Prompt Corrective Action (PCA)


1. PCA is a framework under which banks with weak financial metrics are put under watch
by the RBI.
2. It aims to check the problem of Non-Performing Assets (NPAs) in the Indian banking
sector.
3. Essentially PCA helps RBI monitor key performance indicators of banks, and taking
corrective measures, to restore the financial health of a bank.
4. The PCA framework deems banks as risky if they slip some trigger points - capital to risk
weighted assets ratio (CRAR), net NPA, Return on Assets (RoA) and Tier 1 Leverage ratio.
5. This framework is applicable only to commercial banks and not to co-operative banks

• Thus, RBI will take corrective actions such as RBI giving strict warning, conducting deeper
audit & supervision.
• PCA is a direct action tool (Qualitative or Selective tool)

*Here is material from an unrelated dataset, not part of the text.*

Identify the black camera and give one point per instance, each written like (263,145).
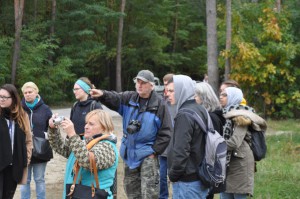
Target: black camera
(133,126)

Supervisory Action Framework (SAF)


1. Reserve Bank of India (RBI) has introduced Supervisory Action Framework (SAF) which
monitors Co-operative Banks for faster resolution.
2. The SAF is similar to the Prompt Corrective Action (PCA) framework which is imposed on
commercial banks.
3. Co-operative Banks, which are distinct from commercial banks, were born out of the
concept of co-operative credit societies where members from a community group
together to extend loans to each other.

Asset Reconstruction Company


• It is a specialized financial institution that deals with the acquisition and resolution of non-
performing assets (NPAs) or distressed assets from banks and financial institutions.
• ARCs are typically established to help banks and financial institutions manage their bad
loans and improve their financial health.
• These companies purchase NPAs from banks at a discounted price and then work to
recover the value of these assets through various means, such as debt restructuring, asset
sales, or other strategies.
• This is being considered as the government's version of a bad bank or Public Sector Asset
Rehabilitation Agency (PARA) bank.

NARCL:
− Establishment: Part of India's strategy to address NPAs in banking.
− Role: Consolidates and manages stressed assets from banks.

Functioning:
− As an ARC: Buys bad loans at discounts and works on recovery. Cleans Balance Sheets:
Helps banks focus on core activities.

Impact on Banking Sector:


− Strengthens Finances: By absorbing NPAs, improves banks' health. 'Bad Bank' Concept:
Aids in segregating bad assets from banks.

− Associated Entities:
India Debt Resolution Company Ltd (IDRCL): Manages resolution of acquired assets.

− Regulatory Framework:
RBI Guidelines: Operates under Reserve Bank of India’s regulations.
Related Laws: Involves understanding of IBC and SARFAESI Act.